Phillip Fontaine, le premier autochtone à avoir parlé publiquement, en octobre 1990, des abus subis dans un pensionnat, et qui a ensuite rempli trois mandats consécutifs en tant que chef national de l’Assemblée des Premières Nations, a déclaré, lors de la visite du pape au stade du Commonwealth, juste avant le début de la messe, que la réconciliation est un cheminement collectif ; qu’il ne faut jamais oublier, mais pardonner. Il a exprimé sa gratitude au Saint-Père, « un homme humble qui a demandé le pardon avec des mots significatifs ». Il a conclu que les peuples indigènes ont invité l’Église catholique à marcher avec eux pour construire un monde meilleur, pour réparer les relations entre leurs communautés et l’Église. Et il a exprimé sa conviction que « ce moment nous donnera la force de marcher ensemble ».
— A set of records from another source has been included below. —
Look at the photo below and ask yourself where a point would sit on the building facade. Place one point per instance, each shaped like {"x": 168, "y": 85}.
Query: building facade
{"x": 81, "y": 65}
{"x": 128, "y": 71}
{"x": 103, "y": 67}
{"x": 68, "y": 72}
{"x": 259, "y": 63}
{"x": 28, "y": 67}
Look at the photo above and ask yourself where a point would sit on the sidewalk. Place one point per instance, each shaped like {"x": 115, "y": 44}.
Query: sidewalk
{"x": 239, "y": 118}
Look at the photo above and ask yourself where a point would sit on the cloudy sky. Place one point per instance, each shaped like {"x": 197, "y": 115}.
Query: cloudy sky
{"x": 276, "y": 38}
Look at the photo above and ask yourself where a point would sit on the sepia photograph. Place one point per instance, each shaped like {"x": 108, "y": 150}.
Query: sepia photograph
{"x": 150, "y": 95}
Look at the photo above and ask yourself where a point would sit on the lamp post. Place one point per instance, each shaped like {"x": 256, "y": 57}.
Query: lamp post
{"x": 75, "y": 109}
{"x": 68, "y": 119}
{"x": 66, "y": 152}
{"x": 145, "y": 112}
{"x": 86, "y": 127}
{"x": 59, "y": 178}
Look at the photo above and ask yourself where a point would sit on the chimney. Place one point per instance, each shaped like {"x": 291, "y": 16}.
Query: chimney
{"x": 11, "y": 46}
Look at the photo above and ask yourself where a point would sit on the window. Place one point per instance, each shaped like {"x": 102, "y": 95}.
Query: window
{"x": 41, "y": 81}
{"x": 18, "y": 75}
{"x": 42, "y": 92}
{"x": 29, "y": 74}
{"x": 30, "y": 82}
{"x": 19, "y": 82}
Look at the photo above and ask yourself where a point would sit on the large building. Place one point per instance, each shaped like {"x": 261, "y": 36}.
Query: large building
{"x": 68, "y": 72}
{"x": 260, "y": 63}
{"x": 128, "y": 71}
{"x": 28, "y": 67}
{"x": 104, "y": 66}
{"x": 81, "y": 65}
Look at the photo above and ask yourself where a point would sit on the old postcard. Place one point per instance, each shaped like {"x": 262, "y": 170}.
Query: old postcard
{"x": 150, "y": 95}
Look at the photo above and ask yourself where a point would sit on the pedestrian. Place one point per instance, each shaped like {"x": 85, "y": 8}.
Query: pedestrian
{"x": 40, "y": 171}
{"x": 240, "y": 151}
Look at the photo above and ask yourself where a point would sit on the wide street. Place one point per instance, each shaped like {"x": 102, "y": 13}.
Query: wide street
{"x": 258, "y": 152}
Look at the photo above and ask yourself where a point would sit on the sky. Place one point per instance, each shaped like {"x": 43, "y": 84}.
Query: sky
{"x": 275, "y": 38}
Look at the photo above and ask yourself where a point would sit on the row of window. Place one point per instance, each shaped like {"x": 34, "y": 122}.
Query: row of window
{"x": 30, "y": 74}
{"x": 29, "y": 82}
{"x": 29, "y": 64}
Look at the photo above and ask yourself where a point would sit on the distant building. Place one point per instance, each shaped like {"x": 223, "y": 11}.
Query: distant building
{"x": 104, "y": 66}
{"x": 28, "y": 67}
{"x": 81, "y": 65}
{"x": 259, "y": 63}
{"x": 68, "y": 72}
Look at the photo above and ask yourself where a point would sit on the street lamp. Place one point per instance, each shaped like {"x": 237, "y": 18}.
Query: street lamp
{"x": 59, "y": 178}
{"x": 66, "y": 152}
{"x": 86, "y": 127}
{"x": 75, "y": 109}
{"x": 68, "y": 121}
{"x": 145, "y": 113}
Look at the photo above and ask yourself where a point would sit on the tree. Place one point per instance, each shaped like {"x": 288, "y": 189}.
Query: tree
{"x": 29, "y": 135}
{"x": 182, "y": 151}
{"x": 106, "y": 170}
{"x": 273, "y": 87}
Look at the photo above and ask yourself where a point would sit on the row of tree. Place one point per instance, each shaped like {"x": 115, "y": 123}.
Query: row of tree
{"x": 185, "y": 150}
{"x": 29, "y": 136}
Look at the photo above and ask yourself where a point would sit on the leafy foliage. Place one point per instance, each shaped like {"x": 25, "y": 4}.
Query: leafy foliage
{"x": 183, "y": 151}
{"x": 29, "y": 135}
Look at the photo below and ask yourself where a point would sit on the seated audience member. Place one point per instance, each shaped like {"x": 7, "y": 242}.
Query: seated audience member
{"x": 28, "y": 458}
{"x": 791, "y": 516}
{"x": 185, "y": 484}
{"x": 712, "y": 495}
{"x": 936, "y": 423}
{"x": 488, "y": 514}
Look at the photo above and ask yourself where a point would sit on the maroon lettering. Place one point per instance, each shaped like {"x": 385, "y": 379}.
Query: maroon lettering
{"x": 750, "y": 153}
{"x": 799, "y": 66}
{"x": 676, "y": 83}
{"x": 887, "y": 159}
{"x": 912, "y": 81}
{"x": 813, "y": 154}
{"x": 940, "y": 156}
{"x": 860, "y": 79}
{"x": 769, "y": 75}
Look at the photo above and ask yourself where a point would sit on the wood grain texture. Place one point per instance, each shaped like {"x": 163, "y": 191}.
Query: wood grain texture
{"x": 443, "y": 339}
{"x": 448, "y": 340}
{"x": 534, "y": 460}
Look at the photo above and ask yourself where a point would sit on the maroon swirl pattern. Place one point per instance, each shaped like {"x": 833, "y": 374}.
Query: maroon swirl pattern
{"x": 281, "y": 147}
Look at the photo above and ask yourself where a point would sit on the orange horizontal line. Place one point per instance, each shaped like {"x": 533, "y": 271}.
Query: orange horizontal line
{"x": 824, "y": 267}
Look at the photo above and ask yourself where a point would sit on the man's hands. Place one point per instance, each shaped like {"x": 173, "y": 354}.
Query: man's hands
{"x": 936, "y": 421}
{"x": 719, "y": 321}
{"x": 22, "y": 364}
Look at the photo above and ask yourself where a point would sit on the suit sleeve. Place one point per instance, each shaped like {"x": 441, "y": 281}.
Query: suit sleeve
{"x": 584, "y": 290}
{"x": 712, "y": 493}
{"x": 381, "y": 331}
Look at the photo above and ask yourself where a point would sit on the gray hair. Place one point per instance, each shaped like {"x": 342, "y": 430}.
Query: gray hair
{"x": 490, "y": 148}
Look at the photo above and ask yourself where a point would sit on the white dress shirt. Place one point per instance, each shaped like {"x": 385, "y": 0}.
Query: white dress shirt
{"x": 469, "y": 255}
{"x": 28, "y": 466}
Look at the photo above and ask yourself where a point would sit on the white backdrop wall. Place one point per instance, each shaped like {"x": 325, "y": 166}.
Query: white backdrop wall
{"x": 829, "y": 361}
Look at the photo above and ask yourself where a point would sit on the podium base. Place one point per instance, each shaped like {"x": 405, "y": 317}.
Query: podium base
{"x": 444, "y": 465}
Le pape a fait référence aux longues distances du Canada (c’est le deuxième plus grand pays du monde), et à la similitude avec le long chemin de réconciliation que nous devons parcourir ensemble. Sa venue au Canada a été un geste de dimension historique, il a fait un voyage avec les peuples autochtones sur leur terre, même s’il est en fauteuil roulant.
Il est temps de poursuivre le processus de réconciliation par des actions concrètes, et nous sommes tous invités à les entreprendre à tous les niveaux de notre vie.
Lors de son dernier passage au Canada, au Québec, le Pape a déclaré que « pendant ma visite, ce sont vos réalités, les réalités autochtones de cette terre, qui ont visité mon âme ; elles sont entrées en moi et m’accompagneront toujours ». Sans aucun doute, il reste aussi dans nos cœurs.